When I did my first coaching course the presenters were throws and jumps coaches so the sprint session was basically we don’t really know but we see the sprint coaches doing this. It wasn’t good enough for me so I approached the sprint coaches and was told they didn’t have the time to show me anything. I am not a monkey see monkey do person so I made up some basic motorskills. In 1984 I had a back operation and a couple of years later Seagrave was in Aust so I went to his clinic. There were only a couple of athletes capable of doing his drills and they were the ones who trained with me. When I tried the drills myself my back hurt so I did not use them. Any way I continued making up motor drills ranging from all fours to single leg, there were potty squat walks and heaps of others with balance as the focus.
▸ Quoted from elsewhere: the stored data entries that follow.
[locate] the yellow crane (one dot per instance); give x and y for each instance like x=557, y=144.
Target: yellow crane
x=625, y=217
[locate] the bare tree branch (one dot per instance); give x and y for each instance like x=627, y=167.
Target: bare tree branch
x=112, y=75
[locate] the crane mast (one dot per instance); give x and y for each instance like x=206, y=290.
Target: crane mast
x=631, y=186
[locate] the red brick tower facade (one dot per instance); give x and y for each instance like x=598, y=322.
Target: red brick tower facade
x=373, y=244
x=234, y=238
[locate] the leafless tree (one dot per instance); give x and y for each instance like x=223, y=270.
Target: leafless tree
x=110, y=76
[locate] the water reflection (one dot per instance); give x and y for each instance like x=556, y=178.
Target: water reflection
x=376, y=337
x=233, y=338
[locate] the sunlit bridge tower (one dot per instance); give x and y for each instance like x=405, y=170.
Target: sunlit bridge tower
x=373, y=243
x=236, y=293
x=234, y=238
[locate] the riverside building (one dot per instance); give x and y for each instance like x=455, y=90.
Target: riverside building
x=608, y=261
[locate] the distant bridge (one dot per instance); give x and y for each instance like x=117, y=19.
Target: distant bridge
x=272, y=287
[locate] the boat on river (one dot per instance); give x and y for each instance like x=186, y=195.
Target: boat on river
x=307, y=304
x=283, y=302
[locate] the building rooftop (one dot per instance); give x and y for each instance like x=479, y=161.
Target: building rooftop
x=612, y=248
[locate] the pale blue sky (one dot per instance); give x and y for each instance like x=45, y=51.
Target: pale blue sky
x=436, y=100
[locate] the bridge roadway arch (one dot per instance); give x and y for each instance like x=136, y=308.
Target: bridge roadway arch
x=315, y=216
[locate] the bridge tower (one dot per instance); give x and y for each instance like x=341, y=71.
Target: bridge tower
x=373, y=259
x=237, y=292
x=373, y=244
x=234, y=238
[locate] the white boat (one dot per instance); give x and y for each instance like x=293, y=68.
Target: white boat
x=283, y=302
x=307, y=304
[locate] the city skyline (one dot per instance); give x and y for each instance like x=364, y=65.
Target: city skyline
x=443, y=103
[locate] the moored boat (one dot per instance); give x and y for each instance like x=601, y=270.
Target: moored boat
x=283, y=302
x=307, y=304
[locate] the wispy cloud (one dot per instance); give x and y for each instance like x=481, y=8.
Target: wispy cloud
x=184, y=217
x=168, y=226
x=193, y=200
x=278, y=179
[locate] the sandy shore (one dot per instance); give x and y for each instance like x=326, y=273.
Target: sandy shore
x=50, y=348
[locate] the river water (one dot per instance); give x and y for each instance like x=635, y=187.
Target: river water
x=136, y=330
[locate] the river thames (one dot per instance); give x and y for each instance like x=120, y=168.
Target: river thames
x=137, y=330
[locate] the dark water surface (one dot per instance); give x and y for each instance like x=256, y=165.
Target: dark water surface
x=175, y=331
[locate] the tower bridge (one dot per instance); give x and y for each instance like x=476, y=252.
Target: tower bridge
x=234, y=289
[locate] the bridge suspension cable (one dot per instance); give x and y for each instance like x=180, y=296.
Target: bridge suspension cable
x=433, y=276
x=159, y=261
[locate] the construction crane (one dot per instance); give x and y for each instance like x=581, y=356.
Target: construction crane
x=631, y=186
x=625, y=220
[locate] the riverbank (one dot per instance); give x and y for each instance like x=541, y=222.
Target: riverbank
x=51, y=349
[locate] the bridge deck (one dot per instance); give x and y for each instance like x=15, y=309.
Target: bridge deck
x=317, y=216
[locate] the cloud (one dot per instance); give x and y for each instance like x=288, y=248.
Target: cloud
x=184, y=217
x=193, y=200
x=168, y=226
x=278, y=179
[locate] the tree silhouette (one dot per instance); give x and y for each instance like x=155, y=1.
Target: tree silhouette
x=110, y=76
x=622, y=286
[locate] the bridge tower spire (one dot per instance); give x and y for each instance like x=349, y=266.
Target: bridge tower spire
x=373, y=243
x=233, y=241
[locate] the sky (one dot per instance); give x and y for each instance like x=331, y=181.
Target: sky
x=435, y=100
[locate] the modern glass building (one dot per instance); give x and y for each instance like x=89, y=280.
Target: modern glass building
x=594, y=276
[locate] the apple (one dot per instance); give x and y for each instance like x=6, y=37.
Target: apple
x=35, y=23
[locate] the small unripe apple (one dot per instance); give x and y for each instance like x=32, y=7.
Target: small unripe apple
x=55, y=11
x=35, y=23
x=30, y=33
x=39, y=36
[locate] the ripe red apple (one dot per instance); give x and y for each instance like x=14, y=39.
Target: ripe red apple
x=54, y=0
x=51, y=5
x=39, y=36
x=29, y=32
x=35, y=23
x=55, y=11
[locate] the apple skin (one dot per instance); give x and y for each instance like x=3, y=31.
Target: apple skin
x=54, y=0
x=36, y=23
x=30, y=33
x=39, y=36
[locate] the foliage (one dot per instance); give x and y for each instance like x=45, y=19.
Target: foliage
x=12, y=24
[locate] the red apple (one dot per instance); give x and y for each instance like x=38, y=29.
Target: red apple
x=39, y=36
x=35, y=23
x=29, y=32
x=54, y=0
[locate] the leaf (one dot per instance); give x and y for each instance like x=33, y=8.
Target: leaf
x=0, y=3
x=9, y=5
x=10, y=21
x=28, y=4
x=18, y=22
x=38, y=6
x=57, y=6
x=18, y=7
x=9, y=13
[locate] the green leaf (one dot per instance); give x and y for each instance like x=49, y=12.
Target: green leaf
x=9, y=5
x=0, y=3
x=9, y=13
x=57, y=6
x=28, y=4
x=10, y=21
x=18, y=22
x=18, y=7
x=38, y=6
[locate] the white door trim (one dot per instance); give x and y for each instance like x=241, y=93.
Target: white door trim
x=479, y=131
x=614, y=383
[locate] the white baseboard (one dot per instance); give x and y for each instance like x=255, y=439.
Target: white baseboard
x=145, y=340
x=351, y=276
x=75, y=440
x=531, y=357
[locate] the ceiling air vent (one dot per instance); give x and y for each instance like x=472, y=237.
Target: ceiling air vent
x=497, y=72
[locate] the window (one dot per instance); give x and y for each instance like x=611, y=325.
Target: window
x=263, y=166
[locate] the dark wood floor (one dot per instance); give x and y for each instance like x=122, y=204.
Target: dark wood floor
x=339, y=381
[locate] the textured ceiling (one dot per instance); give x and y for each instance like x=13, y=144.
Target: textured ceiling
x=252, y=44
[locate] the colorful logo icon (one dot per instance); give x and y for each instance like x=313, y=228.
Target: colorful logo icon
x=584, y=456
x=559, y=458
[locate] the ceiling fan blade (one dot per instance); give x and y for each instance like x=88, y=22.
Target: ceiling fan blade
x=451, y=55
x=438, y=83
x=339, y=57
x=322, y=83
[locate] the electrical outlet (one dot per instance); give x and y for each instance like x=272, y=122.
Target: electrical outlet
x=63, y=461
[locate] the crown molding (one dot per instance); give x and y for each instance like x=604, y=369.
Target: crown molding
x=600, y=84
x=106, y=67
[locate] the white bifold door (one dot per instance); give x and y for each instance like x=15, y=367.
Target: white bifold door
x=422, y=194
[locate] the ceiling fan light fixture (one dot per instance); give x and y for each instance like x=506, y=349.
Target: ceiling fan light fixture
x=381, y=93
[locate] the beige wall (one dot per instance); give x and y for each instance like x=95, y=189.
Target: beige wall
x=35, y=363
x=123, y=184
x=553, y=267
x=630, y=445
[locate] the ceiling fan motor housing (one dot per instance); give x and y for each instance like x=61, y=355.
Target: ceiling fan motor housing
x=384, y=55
More than a decade ago, Peter Weyand, a science professor at Southern Methodist University, conducted a study on speed. Comparing athletes to non-athletes, Weyand clocked both test groups as they ran at their top speed. What he found shocked him.
“The amount of time to pick up a leg and put it down is very similar,” he says. “It surprised us when we first figured it out.”
So if leg turnover is the same, how does one person run faster than another?
Weyand discovered that speed is dependent upon two variables: The force with which one presses against the ground and how long one applies that force.

Yes, the air time is the same when comparing a fast group and a slower group of sprinters (although they are huge individual variations). But it doesn’t mean that their legs are moving at the same speed through the air! In fact, faster sprinters tend to accelerate their legs at a higher rate and hit the ground at a faster speed than slower sprinters.
Comparing Bolt’s mechanics at 65% and 100% of max speed, I have found that the leg was x2 faster just before hitting the ground, and even more significant was that he was accelerating his leg towards the ground x3 more at 100% max speed. Basic maths will tell us that: if force = mass * acceleration, the mass of the leg remaining the same, the force will be x3 bigger.

It makes total sense cause granted the B skip causes a braking action but I just trained a Phenom and she could’nt do the A skips (granted she lives nowhere near people with any type of rhythm plus she’s young too) so I modified it of course.

I have always classed sprinting a leg straightening exercise therefore the hamstring is the brake.